There are many approaches. One of them is to try to prove the equivalent assertion that $\sqrt{n+1}-\sqrt{n} \le \frac{1}{\sqrt{n+1}}$.

Note that $$\sqrt{n+1}-\sqrt{n}=\frac{(\sqrt{n+1}-\sqrt{n})(\sqrt{n+1}+\sqrt{n})}{\sqrt{n+1}+\sqrt{n}}=\frac{1}{\sqrt{n+1}+\sqrt{n}}.\tag{1}$$ It is clear that for $n \gt 0$, the right-hand side of $(1)$ is $\lt \frac{1}{\sqrt{n+1}}$.

The calculation gives a stronger estimate. The right-hand side of $(1)$ is actually close to $\frac{1}{2\sqrt{n+1}}$ when $n$ is large.

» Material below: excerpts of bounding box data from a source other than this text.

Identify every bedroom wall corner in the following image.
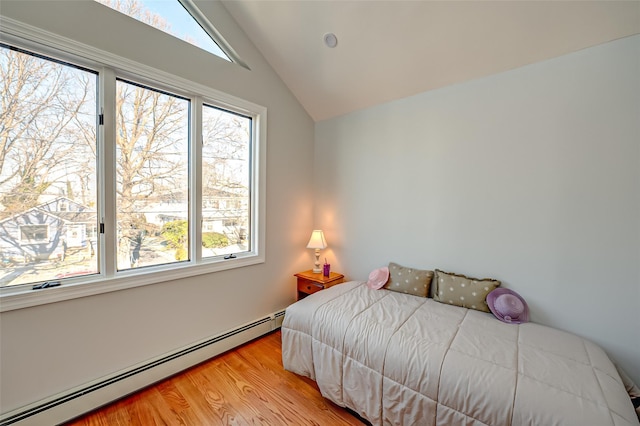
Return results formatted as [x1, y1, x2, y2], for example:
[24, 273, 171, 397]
[314, 35, 640, 383]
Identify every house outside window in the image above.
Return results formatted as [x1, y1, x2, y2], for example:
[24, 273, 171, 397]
[20, 225, 49, 244]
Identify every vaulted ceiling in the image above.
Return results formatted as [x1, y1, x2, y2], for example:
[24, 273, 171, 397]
[223, 0, 640, 121]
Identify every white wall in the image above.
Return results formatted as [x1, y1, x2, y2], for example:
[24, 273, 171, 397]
[0, 0, 314, 413]
[314, 36, 640, 383]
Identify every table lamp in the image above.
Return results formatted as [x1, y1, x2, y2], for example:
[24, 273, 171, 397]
[307, 229, 327, 274]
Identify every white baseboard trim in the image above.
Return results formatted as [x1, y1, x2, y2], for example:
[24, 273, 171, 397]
[0, 311, 284, 426]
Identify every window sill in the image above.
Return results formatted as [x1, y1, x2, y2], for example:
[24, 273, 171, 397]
[0, 254, 264, 312]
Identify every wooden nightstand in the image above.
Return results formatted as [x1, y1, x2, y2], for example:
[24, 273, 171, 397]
[294, 269, 344, 300]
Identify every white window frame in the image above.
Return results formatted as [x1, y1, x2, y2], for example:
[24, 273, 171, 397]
[0, 17, 267, 312]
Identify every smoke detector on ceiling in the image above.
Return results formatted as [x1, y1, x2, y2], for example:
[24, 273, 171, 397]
[323, 33, 338, 49]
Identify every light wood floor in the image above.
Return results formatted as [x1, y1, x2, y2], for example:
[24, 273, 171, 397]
[67, 331, 366, 426]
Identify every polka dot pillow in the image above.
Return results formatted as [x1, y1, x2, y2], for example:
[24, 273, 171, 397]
[433, 269, 500, 312]
[384, 262, 433, 297]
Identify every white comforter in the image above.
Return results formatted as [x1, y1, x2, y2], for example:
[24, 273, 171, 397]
[282, 281, 638, 426]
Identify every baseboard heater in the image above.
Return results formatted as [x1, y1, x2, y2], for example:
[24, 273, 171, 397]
[0, 311, 284, 426]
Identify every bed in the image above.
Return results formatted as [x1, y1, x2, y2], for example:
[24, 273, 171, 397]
[282, 281, 639, 426]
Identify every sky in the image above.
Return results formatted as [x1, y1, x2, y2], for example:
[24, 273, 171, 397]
[104, 0, 228, 59]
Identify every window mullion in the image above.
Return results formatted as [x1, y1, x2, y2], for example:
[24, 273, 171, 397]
[189, 96, 203, 262]
[99, 68, 117, 277]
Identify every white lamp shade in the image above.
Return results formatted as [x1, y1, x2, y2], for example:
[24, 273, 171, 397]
[307, 229, 327, 249]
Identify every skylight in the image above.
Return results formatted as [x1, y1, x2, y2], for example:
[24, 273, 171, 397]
[95, 0, 246, 67]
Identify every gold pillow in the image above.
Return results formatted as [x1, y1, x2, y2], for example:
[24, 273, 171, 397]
[433, 269, 500, 312]
[384, 262, 433, 297]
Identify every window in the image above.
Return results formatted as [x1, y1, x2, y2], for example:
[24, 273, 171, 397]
[116, 80, 189, 270]
[0, 45, 98, 287]
[202, 105, 252, 257]
[0, 23, 266, 300]
[96, 0, 240, 62]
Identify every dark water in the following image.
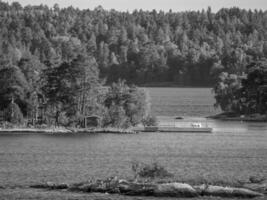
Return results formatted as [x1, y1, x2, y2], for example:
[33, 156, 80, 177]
[0, 88, 267, 198]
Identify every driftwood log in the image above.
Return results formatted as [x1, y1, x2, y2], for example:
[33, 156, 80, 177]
[31, 178, 263, 198]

Another way: Equivalently, we want to prove that $\sqrt{n+1}-\frac{1}{\sqrt{n+1}} \le \sqrt{n}$. We have $$\sqrt{n+1}-\frac{1}{\sqrt{n+1}}=\frac{(n+1)-1}{\sqrt{n+1}}=\frac{n}{\sqrt{n+1}}.$$ Since $\sqrt{n+1} \gt \sqrt{n}$, we conclude that if $n \gt 0$ then $\frac{n}{\sqrt{n+1}}\lt \sqrt{n}$.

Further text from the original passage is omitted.